Le périple du Héros genré

Est-ce que tu connais le Hero’s Journey tel que défini par Joseph Campbell il y a déjà plusieurs décennies.

Si tu n’as aucune idée de quoi je parle, je peux te résumer ça en vitesse (et selon ma compréhension). En étudiant toutes les histoires, les mythes et les légendes de l’humanité à travers l’histoire et dans toutes les cultures, il y a des geeks qui se sont aperçus que des patterns se répétaient dans les histoires que se racontaient les humains, et quand ils ont tout regroupé ça  ensemble, ç’a donné quelque chose qu’on nomme… le monomythe. *ritournelle dramatique*

The Hero’s Journey.

De nos jours, c’est la structure qu’on utilise pour écrire la plupart des gros films populaires et internationaux. On retrouve le monomythe dans des films comme Star Wars, Le Roi Lion, L’Histoire sans fin ou Harry Potter, mais aussi dans plein de films sans science-fiction ni budget. C’est juste une structure redoutablement efficace qui est non seulement basé sur des patterns, mais aussi sur notre psyché d’humain. Comment on réfléchit et comment un humain réagit au changement.

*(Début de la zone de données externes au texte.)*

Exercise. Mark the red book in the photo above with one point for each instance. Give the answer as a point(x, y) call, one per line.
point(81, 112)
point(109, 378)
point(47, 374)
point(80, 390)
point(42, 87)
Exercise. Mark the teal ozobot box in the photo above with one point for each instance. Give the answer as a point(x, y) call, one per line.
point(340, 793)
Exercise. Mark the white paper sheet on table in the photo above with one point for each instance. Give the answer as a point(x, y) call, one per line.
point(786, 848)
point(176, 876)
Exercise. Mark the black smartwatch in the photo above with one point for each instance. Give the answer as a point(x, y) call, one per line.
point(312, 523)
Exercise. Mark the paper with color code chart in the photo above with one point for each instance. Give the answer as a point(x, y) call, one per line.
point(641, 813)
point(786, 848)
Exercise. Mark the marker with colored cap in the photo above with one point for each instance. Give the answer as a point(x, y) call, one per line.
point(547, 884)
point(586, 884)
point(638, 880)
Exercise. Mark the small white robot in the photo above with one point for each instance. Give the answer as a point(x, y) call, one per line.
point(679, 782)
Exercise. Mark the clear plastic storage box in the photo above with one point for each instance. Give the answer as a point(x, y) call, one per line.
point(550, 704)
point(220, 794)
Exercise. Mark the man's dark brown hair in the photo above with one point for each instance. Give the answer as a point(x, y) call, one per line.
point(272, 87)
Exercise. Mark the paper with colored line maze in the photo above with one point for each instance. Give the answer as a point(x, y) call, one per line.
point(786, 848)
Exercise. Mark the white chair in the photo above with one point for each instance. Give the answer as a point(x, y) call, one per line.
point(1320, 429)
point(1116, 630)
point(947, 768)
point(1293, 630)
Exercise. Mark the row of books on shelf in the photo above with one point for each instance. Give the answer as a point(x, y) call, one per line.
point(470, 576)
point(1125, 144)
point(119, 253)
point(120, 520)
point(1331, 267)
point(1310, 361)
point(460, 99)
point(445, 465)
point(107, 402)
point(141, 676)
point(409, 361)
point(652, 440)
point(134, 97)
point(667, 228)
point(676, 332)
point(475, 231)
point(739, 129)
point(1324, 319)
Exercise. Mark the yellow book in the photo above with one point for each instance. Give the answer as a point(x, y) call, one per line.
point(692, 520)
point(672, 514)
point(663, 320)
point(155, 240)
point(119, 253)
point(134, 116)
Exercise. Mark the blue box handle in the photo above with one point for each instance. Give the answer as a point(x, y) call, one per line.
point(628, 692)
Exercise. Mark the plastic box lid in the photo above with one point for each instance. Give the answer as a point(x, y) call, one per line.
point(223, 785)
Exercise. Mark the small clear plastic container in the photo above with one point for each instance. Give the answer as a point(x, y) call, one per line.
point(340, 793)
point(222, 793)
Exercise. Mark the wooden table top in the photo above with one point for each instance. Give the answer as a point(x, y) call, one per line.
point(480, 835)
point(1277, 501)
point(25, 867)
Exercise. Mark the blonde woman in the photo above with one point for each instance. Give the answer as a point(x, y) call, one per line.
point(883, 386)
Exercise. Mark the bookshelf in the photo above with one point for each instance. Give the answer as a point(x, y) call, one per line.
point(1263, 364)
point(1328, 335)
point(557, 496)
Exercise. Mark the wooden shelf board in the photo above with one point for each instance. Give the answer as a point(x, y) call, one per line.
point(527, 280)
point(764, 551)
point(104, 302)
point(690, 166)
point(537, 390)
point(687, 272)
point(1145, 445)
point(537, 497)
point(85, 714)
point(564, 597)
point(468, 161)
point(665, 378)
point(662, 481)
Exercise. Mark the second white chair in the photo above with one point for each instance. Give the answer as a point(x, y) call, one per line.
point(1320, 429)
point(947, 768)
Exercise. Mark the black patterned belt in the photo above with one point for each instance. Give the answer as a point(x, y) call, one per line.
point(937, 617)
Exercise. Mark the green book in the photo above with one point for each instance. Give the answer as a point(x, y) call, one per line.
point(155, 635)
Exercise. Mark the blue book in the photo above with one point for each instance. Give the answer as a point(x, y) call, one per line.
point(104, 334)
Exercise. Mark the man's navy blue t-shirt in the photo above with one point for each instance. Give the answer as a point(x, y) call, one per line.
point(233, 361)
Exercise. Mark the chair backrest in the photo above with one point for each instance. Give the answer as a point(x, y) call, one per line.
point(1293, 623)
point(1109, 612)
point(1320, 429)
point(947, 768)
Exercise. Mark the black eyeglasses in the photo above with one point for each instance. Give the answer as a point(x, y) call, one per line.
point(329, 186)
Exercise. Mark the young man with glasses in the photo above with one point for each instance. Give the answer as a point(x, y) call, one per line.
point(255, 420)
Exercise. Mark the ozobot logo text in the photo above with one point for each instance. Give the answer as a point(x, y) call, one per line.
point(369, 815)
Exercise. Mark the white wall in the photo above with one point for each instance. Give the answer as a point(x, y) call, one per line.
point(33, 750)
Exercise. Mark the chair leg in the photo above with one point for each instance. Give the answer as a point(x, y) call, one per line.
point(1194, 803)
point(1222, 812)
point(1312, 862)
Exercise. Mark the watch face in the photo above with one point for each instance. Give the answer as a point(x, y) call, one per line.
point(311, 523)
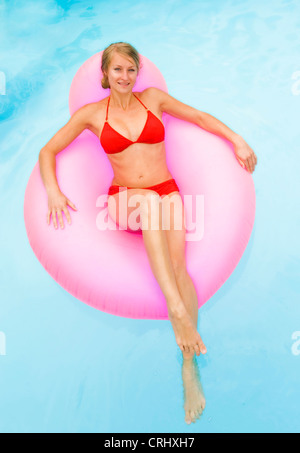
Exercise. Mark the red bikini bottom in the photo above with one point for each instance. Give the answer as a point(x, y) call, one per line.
point(164, 188)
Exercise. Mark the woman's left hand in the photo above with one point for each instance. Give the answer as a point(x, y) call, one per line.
point(244, 154)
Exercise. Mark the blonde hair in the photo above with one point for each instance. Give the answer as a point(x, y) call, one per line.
point(123, 48)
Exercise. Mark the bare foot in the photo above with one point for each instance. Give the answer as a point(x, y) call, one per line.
point(194, 400)
point(187, 337)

Mais je ne m’embarquerai pas dans le Carl Jung et je ne résumerai pas toutes, les étapes, mais si t’as vu quelques films dans ta vie, tu pourrais reconnaitre la structure vite. Ça commence toujours avec un personnage insatisfait dans un milieu qui ne lui ressemble pas pantoute et où il a l’impression de gaspiller son potentiel. Puis, il finit par se lancer vers un monde d’aventure et il y a plein d’étapes jusqu’à la fin où il revient à son monde ordinaire, profondément changé par tout ce qu’il vient de vivre.

Comme je disais, cette structure est super efficace, mais quand j’ai voulu écrire des histoires menées par un personnage féminin, j’ai commencé à remarquer qu’elle s’appliquait moins bien. Campbell prétendait que la femme existe bel et bien dans sa structure, mais le rôle qui lui revient, c’est un peu celui de la pitoune qui attendait d’être sauvé à côté du dragon ou bien elle peut être la reine, mais ça reste le roi qui mène.

Selon les mythes et les légendes de l’humanité, c’est effectivement souvent le rôle qu’on lui réserve, sauf que de nos jours, c’est en plein le genre de truc qu’on essaie de changer. Que la femme cesse de n’être que ça et puisse être aussi l’héroïne de ses propres histoires. Et c’est là qu’on voit que l’industrie mondial du film n’est pas seulement un monde d’hommes, mais c’est aussi un art qui s’est développé de façon profondément masculine.

Bref, en cherchant à adapter la structure pour un personnage féminin, mon premier réflexe a été de juste changer le sexe du héros et de garder tout le reste pareil. De toute façon, les personnages ne sont pas de vrais humains, right? Ce sont des archétypes.

Sauf que plus tard, selon le monomythe, le héros finit par rencontrer l’archétype qu’on nomme La Déesse avec qui il peut y avoir une certaine tension sexuelle. Est-ce que je la change de sexe elle aussi? On peut bien. Mais plus j’avançais et plus je réalisais que ce parcours était très « masculin » et qu’il serait intéressant de mieux l’adapter qu’en inversant seulement les pénis pour des vagins.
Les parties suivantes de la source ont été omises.